Bijna 80% van de leerlingen van wie het advies in groep 8 van de basisschool naar boven werd bijgesteld, zit in leerjaar 3 van het voortgezet onderwijs nog steeds op het schooltype dat zij door de bijstelling kregen. Van de leerlingen bij wie dit niet gebeurde, zit 75% in leerjaar 3 nog op het schooltype van het niet-bijgestelde advies. Dat meldt onderwijsminister Mariëlle Paul in een brief aan de Tweede Kamer over de doorstroomtoets, die dit schooljaar voor het eerst is afgenomen.

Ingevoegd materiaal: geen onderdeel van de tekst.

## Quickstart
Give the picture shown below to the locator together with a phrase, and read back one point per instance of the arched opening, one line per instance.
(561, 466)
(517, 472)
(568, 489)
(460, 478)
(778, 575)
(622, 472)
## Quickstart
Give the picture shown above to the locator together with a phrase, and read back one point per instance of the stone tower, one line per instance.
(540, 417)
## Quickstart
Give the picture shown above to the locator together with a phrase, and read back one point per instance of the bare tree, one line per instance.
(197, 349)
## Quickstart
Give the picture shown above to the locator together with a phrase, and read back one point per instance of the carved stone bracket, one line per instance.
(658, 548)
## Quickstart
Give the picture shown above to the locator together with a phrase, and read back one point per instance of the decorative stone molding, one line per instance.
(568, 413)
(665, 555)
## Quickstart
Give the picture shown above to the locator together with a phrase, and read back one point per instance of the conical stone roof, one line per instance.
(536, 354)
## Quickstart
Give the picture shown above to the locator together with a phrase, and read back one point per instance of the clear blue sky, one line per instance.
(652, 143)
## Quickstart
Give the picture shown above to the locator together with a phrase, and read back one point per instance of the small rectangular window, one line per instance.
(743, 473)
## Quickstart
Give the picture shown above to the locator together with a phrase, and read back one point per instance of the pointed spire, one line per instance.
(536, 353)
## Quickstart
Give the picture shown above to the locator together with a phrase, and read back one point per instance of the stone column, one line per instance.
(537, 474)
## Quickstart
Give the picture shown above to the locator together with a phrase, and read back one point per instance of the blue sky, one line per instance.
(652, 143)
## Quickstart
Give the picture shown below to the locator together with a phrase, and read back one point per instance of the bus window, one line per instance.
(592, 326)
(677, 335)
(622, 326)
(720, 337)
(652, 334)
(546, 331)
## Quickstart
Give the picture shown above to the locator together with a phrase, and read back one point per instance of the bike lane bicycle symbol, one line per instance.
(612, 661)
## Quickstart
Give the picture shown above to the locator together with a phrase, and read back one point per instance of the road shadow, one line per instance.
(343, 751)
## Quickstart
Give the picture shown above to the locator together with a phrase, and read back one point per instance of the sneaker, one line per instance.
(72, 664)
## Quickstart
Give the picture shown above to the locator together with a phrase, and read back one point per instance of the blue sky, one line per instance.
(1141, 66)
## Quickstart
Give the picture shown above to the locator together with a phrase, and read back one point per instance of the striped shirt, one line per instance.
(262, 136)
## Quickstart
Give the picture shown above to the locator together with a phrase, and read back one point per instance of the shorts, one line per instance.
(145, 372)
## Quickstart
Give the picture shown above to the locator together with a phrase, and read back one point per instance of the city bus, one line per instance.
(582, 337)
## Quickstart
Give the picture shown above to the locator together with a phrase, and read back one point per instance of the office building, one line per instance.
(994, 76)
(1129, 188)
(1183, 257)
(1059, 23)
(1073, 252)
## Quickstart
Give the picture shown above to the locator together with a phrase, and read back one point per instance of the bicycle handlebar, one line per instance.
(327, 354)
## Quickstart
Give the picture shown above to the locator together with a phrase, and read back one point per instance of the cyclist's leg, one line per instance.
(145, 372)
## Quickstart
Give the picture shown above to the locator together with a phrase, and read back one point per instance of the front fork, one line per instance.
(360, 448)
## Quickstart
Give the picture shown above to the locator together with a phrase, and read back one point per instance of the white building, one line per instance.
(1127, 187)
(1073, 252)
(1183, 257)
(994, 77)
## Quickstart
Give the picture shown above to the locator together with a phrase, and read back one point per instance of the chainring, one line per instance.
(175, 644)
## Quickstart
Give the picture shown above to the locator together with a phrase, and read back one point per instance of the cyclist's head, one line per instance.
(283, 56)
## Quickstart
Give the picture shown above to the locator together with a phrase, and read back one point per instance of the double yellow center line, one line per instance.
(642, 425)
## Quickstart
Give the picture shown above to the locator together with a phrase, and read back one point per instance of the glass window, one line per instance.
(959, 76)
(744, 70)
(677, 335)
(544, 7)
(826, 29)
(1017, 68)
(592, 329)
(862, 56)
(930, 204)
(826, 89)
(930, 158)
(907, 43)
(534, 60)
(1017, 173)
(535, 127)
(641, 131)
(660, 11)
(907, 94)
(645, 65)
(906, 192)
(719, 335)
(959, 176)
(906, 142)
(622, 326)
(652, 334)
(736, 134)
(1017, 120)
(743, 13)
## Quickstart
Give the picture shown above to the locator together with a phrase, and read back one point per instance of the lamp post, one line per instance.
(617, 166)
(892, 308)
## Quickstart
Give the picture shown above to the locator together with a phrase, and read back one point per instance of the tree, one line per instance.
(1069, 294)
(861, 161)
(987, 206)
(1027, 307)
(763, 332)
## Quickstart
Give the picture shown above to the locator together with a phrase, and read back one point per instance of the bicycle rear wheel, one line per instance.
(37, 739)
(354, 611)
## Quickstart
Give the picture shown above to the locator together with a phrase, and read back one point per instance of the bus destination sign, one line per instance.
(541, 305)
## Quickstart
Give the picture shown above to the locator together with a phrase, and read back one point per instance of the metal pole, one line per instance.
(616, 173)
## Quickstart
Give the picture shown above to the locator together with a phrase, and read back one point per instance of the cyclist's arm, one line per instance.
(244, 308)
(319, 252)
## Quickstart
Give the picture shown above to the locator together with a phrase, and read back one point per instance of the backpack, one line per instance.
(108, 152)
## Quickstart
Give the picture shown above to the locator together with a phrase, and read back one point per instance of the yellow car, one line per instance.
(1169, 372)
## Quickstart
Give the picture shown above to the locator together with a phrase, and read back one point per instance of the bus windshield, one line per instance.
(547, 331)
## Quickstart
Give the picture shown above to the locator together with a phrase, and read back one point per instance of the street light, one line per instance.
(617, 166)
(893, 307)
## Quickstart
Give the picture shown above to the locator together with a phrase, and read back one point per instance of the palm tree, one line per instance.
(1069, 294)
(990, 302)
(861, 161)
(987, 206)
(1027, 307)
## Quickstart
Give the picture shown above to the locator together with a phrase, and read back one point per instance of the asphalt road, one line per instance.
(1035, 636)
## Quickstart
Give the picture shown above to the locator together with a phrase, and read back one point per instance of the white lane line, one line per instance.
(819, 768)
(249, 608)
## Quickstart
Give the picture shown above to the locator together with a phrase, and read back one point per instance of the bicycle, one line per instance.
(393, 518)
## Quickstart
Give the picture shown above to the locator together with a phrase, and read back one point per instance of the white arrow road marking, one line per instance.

De minister concludeert op basis van bovenstaande percentages dat het in de praktijk voor leerlingen lastig kan zijn om zonder bijstelling van het schooladvies een plek in het voortgezet onderwijs te vinden die past bij hun cognitieve capaciteiten. Ze wijst daarbij specifiek op kinderen uit gezinnen met een lage sociaaleconomische status, met een migratieachtergrond en/of van wie de ouders geen hbo- of universitaire opleiding hebben gedaan.
Van onderwijstype wisselen
Tegelijkertijd merkt de minister op dat de doorstroomtoets geen eindpunt is in de ontwikkeling van een leerling. ‘Het is een objectief tweede gegeven bij het schooladvies en daarmee een hulpmiddel waarmee leerlingen uiteindelijk kunnen doorgroeien naar de plek die op dat moment voor hen het beste past. Ook in het voortgezet onderwijs is er voldoende ruimte voor leerlingen om van onderwijstype te wisselen’, aldus Paul.
De doorstroomtoets is er gekomen ter vervanging van de vroegere eindtoets in groep 8. De gedachte achter de doorstroomtoets is dat die kan bijdragen aan een soepele overgang van het primair naar het voortgezet onderwijs. Nieuw is dat basisscholen ‘kansrijk’ moeten adviseren. Dit houdt in dat ze het voorlopige schooladvies in principe naar boven toe moeten bijstellen als het resultaat van de doorstroomtoets hiertoe aanleiding biedt. Als ze dat niet doen, moeten scholen dat motiveren. Naar beneden bijstellen mag sowieso niet.